If a child has a job, their earned income is taxed regularly. In fact for 2017, the first $6,300 is usually tax free (by taking advantage of the standard deduction). Then income is taxed at the child's marginal bracket, usually 10%. Even if the child has less than $6,300 of earned income, a tax return may still be necessary to get a refund of any taxes that were withheld at their job.

If the child has unearned income from interest, dividends or capital gains, the rules get a bit more difficult. If the child meets any of the three criteria described above, the first $1,050 of unearned income is not taxed and the next $1,050 is taxed at the child's tax rate. All the unearned income above $2,100 is taxed to the child, but at the parent's tax rates.

This complication, known as the Kiddie Tax, was enacted to prevent families from shifting large amounts of investment income to children to avoid having it taxed at the parent's higher rates. The interaction between the Kiddie Tax and the parents' tax situation can become very complicated if the parents have an unusual tax issue like the Alternative Minimum Tax or relatively large amounts of capital gains. In those cases, a qualified tax advisor is a must.

Qualifying for college financial aid

Using a UTMA or UGMA account to receive assets transferred from parents may limit or reduce your child's ability to qualify for needs-based financial aid to cover college costs. This is because many financial aid programs require the student to use 35% of their assets for college before being eligible for aid. The same programs may only require 5% of the parents' assets to be used in the calculation. You may want to investigate this if your child's qualifying for financial aid is going to be important.

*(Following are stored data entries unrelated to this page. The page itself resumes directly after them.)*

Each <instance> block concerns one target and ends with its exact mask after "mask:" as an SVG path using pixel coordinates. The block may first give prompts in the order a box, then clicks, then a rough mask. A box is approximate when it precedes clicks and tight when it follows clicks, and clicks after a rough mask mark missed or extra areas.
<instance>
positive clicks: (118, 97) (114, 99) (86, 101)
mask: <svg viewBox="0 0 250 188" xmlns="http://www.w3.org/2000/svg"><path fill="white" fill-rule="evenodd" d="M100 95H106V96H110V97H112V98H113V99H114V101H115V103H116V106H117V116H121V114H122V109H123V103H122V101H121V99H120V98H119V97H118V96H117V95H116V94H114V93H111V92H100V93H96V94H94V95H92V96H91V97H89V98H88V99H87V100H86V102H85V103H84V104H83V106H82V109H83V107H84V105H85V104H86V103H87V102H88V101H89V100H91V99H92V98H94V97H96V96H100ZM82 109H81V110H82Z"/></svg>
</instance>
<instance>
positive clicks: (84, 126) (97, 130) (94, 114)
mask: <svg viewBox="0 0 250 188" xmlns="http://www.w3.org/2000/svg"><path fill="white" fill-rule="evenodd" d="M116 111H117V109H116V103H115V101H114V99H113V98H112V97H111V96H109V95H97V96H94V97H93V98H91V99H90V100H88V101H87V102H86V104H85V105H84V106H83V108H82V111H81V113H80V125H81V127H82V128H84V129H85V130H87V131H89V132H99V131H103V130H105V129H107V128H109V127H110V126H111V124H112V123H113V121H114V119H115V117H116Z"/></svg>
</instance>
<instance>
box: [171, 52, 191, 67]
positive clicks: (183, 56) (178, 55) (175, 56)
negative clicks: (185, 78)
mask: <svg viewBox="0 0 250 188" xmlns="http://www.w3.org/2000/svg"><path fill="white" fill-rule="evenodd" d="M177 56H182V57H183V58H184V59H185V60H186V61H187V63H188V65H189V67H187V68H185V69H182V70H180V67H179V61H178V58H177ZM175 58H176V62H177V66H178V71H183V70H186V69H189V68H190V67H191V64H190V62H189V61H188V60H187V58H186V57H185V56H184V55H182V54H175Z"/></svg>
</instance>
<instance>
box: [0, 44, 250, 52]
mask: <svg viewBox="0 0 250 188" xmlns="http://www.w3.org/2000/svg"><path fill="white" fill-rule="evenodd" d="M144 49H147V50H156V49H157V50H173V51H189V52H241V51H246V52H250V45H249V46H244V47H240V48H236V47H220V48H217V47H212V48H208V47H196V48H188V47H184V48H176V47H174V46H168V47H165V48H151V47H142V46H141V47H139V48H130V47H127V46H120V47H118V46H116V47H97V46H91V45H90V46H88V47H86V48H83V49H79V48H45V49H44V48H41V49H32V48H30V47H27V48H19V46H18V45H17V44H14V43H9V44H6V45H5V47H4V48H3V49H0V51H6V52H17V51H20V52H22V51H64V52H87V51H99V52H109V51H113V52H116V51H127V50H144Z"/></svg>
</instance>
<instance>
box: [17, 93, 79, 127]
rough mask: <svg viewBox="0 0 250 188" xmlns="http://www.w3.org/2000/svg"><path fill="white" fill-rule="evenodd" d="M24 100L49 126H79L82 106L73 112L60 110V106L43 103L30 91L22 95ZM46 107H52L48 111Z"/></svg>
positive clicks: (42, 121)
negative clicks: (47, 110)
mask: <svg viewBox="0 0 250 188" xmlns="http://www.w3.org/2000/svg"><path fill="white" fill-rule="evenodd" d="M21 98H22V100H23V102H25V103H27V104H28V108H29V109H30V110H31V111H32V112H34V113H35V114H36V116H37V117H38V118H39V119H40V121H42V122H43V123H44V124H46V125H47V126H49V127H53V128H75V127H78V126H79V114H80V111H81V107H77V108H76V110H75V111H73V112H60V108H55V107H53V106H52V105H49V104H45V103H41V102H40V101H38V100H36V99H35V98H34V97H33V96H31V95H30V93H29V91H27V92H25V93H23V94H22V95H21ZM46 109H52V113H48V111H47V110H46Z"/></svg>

Custodial accounts are an easy and convenient way to transfer funds to children. There are limited income tax benefits and there may be negative implications for your child's ability to qualify for college financial aid. However, often the major factor to consider is that your children will be able to use the funds as they please once they reach a certain age. This is all the more reason to make sure your children have a proper financial education.